The 15-15 rule is a working standard reference used in treating hypoglycemia, but many experienced caregivers choose to individualize the treatment approach. These caregivers believe that the grams of carbohydrates should be based on body weight instead of using 15grams of carbohydrates as a general standard for both adults and children.
They believe that the quantity of carbohydrate it takes to increase blood glucose depends on the size of the individual. The reason is that adults have a higher volume of blood than children, and each gram of carbohydrate will shoot an infant’s blood glucose higher than it will for a matured adult.
Usually, young children do not need up to 15 grams of carbohydrate to control a low blood sugar level. A little child may take 10grams, toddlers 8 grams and infant 6grams.

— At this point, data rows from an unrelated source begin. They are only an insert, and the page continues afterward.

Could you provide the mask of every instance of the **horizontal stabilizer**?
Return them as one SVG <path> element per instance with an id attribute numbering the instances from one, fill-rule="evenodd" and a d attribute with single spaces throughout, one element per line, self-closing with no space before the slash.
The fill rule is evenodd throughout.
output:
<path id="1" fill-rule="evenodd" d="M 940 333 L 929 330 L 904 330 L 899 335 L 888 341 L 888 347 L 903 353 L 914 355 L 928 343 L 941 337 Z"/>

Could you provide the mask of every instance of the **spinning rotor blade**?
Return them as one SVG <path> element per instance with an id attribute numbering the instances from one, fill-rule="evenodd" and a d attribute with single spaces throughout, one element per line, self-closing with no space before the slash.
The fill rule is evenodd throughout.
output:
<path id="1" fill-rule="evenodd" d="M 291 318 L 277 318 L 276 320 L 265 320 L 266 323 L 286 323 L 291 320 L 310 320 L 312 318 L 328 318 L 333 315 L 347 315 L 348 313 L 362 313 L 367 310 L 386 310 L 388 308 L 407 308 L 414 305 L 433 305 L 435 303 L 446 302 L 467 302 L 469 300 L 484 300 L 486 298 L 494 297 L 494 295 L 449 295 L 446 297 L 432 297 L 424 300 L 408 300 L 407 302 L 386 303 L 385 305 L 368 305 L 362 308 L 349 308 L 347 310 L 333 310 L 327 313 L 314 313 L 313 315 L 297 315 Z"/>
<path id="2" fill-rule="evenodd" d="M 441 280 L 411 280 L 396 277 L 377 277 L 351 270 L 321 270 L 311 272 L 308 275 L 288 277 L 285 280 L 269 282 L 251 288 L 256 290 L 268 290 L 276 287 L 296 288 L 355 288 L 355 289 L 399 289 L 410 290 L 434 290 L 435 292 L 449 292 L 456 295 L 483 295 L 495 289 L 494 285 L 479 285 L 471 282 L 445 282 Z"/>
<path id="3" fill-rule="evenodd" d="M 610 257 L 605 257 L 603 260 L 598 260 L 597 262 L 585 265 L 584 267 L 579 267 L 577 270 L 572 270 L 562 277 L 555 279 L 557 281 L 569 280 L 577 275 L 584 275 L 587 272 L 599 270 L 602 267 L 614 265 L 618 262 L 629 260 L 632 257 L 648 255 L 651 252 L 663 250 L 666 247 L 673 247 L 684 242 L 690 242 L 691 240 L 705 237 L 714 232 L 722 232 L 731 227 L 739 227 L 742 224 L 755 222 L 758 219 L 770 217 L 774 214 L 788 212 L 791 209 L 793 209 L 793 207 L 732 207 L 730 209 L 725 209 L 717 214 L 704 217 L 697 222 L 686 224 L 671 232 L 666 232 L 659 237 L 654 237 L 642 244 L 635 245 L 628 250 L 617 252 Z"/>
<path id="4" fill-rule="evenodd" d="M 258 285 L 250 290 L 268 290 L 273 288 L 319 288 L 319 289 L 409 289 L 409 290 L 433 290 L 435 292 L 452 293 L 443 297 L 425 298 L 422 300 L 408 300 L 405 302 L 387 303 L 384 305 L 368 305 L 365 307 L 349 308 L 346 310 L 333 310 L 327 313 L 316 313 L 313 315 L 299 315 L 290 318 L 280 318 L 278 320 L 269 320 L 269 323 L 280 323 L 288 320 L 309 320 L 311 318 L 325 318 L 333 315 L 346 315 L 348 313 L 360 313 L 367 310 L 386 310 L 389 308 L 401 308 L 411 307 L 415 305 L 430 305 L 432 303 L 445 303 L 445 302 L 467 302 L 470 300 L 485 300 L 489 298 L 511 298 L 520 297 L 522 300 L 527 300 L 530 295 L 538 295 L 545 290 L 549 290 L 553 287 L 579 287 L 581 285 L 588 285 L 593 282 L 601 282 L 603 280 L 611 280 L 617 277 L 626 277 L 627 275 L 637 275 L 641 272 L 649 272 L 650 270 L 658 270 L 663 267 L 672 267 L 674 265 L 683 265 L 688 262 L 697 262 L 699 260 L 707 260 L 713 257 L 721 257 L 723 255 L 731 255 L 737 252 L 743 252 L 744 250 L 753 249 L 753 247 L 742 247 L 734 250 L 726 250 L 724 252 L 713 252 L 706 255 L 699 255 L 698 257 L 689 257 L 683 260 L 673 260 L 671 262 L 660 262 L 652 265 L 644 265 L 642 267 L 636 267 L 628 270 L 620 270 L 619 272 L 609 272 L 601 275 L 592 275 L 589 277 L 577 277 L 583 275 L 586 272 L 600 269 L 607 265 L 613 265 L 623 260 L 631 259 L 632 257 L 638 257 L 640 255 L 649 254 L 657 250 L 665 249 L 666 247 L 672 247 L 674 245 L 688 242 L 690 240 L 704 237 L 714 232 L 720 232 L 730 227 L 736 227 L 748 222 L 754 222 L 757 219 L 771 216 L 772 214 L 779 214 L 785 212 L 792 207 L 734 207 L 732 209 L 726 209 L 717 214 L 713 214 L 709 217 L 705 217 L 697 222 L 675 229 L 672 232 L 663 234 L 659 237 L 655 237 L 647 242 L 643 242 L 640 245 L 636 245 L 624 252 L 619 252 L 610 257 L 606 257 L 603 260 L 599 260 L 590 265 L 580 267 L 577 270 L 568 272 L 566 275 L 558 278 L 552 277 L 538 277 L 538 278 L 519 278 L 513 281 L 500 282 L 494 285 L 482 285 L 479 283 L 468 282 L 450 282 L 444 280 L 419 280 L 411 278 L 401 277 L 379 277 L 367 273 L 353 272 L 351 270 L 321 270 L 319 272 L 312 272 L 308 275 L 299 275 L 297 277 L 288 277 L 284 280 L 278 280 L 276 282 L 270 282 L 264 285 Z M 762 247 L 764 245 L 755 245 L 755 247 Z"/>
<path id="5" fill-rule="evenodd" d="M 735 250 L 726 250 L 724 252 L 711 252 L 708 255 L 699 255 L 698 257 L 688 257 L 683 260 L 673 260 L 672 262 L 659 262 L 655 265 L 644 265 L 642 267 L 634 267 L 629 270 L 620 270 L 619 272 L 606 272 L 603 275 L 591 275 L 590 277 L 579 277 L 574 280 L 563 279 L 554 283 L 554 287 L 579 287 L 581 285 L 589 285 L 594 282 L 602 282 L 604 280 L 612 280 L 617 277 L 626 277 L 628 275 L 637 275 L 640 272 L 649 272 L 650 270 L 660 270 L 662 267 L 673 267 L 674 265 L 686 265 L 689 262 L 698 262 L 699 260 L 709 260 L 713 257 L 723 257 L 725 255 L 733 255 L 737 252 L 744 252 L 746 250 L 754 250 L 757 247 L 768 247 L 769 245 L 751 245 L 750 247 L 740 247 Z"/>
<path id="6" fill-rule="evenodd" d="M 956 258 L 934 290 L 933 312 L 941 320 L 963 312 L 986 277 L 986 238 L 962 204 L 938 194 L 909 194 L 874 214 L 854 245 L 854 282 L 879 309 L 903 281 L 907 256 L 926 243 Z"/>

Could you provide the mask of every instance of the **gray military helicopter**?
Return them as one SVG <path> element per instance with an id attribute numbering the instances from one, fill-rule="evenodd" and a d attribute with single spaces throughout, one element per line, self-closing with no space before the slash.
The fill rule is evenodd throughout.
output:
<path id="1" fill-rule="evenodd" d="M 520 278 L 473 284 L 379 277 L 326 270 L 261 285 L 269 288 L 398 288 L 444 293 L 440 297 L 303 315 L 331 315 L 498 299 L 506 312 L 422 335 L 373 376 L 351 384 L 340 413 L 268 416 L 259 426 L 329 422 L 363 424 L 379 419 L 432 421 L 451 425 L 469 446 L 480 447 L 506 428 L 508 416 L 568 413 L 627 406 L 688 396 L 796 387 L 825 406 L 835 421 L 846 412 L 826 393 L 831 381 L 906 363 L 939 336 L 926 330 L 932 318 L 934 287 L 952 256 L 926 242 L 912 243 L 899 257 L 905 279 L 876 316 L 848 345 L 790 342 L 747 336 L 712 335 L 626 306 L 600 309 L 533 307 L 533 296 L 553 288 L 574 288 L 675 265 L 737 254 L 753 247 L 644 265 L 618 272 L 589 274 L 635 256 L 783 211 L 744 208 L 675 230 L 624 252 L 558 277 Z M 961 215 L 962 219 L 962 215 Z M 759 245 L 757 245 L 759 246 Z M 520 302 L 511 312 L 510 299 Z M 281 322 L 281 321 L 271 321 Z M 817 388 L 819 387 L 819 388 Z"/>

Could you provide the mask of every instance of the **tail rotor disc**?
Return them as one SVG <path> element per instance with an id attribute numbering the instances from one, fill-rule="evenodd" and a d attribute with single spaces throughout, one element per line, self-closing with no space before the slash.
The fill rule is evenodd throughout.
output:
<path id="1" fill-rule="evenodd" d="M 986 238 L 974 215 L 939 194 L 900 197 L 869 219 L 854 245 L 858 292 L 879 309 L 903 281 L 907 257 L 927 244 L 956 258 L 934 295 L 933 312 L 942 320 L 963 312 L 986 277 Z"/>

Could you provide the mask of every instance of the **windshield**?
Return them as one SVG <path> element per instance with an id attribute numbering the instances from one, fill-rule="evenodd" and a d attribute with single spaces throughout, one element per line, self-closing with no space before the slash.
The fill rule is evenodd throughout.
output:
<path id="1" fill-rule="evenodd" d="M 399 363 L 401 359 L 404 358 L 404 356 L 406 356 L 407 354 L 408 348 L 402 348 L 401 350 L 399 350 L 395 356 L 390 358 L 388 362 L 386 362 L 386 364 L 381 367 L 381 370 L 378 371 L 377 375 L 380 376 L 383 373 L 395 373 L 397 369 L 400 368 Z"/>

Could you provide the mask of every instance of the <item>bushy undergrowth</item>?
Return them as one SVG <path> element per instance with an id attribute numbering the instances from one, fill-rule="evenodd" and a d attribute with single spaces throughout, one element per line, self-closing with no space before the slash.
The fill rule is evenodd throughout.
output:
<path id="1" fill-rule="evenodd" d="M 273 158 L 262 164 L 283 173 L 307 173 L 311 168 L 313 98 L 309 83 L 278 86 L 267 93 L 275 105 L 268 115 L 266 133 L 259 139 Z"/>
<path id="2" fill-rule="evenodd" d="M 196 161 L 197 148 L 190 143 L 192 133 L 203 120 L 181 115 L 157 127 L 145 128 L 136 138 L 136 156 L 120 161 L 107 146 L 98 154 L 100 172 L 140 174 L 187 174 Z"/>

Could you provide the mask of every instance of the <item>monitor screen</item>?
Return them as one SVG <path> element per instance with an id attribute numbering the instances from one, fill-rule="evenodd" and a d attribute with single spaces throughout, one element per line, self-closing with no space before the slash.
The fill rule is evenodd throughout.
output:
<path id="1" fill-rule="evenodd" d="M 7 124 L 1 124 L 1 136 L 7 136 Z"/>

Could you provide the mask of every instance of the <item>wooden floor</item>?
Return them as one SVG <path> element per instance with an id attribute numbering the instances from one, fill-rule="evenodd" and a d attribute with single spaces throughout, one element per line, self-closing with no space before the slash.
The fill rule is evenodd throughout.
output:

It is very important to choose the right carbohydrate source when trying to treat low blood glucose. Complex carbohydrate and some foods that have the content of fats and carbohydrates such as chocolate may slow glucose absorption; therefore, such shouldn’t be used.
Also, Rule 15-15 will not work when the patient is unconscious, which means, someone will have to inject him with glucagon. Glucagon is a medicine that increases blood glucose. It is not advisable to give food, insulin or fluids to an unconscious person if done; otherwise, he may be choked.
When hypoglycemia is not properly treated, it can lead to much-complicated health issues. Based on individual uniqueness, differences and situation on the ground, it is necessary to build a more customized way of treating hypoglycemia.
Rule of 15 works, but make sure you are one of the patients in the category that it will work. As noted above, the 15/15 rule is not for everybody.